Review: Low dose was as effective as standard dose tricyclic antidepressants in adults with depressionPDF
ACP J Club. 2003 Mar-Apr;138:52. doi:10.7326/ACPJC-2003-138-2-052
Furukawa TA, McGuire H, Barbui C. Meta-analysis of effects and side effects of low dosage tricyclic antidepressants in depression: systematic review. BMJ. 2002;325:991-5. [PubMed ID: 12411354] (All 2003 articles were reviewed for relevancy, and abstracts were last revised in 2009.)
In patients having acute-phase treatment for depression, what is the comparative effectiveness and safety of low-dose (LD) and standard-dose (SD) tricyclic antidepressants or placebo?
Studies were identified by searching the Cochrane Collaboration Depression, Anxiety, and Neurosis Controlled Trials Register (up to November 2000) and SciSearch; hand searching bibliographies of relevant studies; and consulting authors and experts.
Randomized trials lasting ≥ 4 weeks that compared LD tricyclics with placebo or SD in adults for the acute phase of treatment for depression. LD was defined as ≤ 100 mg/d of imipramine or equivalent; SD was defined as > 100 mg/d.
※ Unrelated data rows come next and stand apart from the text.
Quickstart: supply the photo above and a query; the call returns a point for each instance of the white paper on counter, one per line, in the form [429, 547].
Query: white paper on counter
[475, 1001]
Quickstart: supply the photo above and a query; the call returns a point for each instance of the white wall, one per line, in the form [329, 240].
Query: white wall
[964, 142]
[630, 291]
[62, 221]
2 reviewers independently assessed study methods, quality, and outcomes. Treatment response was defined as ≥ 50% reduction in the severity of depression.
35 studies (2013 patients) compared LD tricyclics with placebo, and 6 studies (551 patients) compared LD with SD tricyclics. 16 studies used amitriptyline and 13 used imipramine. 10 studies were done in primary care and 12 in psychiatric settings. Mean dosages of LD tricyclics were mostly between 75 and 100 mg/d. LD improved treatment response more than did placebo at 4 weeks and at 6 to 8 weeks (Table). LD and SD tricyclics did not differ for treatment response at 4 or 6 to 8 weeks (Table). SD tricyclics led to more dropouts caused by side effects than LD tricyclics, and LD tricyclics led to more dropouts caused by side effects than placebo.
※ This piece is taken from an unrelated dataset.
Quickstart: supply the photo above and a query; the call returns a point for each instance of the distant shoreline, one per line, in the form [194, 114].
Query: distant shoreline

In adults, low-dose (75 to 100 mg/d) tricyclic antidepressants are more effective than placebo and as effective as standard-dose (> 100 mg/d) tricyclic antidepressants and are associated with fewer dropouts from side effects than standard-dose regimens.
Source of funding: St. Luke’s Life Science Institute.
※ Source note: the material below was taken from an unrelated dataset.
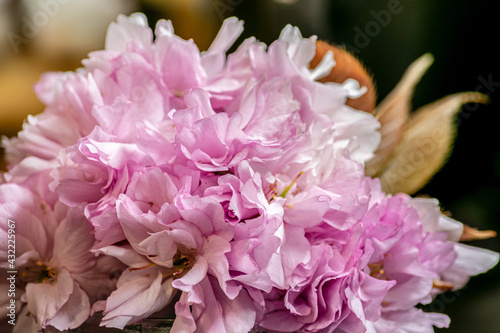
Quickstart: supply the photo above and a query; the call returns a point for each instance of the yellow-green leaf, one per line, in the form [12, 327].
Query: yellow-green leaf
[393, 113]
[426, 144]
For correspondence: Dr. T.A. Furukawa, Nagoya City University Medical School, Nagoya, Japan. E-mail email@example.com.
Table. Low-dose (LD) vs placebo (P) or standard-dose (SD) tricyclic antidepressants for treatment response (≥ 50% reduction in severity) in depression
|Follow-up (number of studies)||Comparison||Weighted event rates||RBI (95% CI)||NNT (CI)|
|4 wk (23)||LD vs P||55% vs 29%||65% (36 to 99)||4 (3 to 6)|
|6 to 8 wk (14)||LD vs P||64% vs 38%||44% (12 to 84)||4 (3 to 8)|
|4 wk (7)||LD vs SD||41% vs 53%||11% (−7 to 25)||Not significant|
|6 to 8 wk (4)||LD vs SD||42% vs 39%||13% (−17 to 53)||Not significant|
*RBR = relative benefit reduction. Other abbreviations defined in Glossary; RBI, RBR, NNT, NNH, and CI calculated from data in article using a random-effects model.
Primary care physicians are frequently criticized for undertreatment of depression, including underdosing of tricyclic antidepressants. This careful review by Furukawa and colleagues suggests that this criticism may not be fully justified. The methodological quality of the included studies was adequate, and the sample size was sufficient to support clear conclusions.
Furukawa and colleagues find that the evidence is consistent in 2 related aspects: low-dose tricyclic regimens are superior to placebo, and low-dose regimens are similar in effect to higher-dose treatment. The studies addressing the first question, however, overlap only minimally with those addressing the second. This leaves open the possibility that low-dose and standard-dose tricyclic treatments were equally ineffective in the trials directly comparing them, rather than equally effective. This remaining uncertainty, among other reasons, helps us understand why the Depression and Bipolar Support Alliance (an advocacy group for persons with mood disorders) recently affirmed the value of placebo control groups in depression treatment trials. In the absence of sufficient placebo-controlled trials comparing low-dose with standard-dose tricyclic treatment, we should probably regard these meta-analytic results as strongly suggestive rather than definitive. However, based on this evidence, clinicians could consider using low-dose regimens as an acceptable plan for patients with depression in whom tricyclics are to be used.
We should also recall that a finding of equal efficacy generally does not imply equal efficacy for every patient. If tricyclic treatment at low doses does not produce a clinical response, increasing the dose above 100 mg/d should be considered.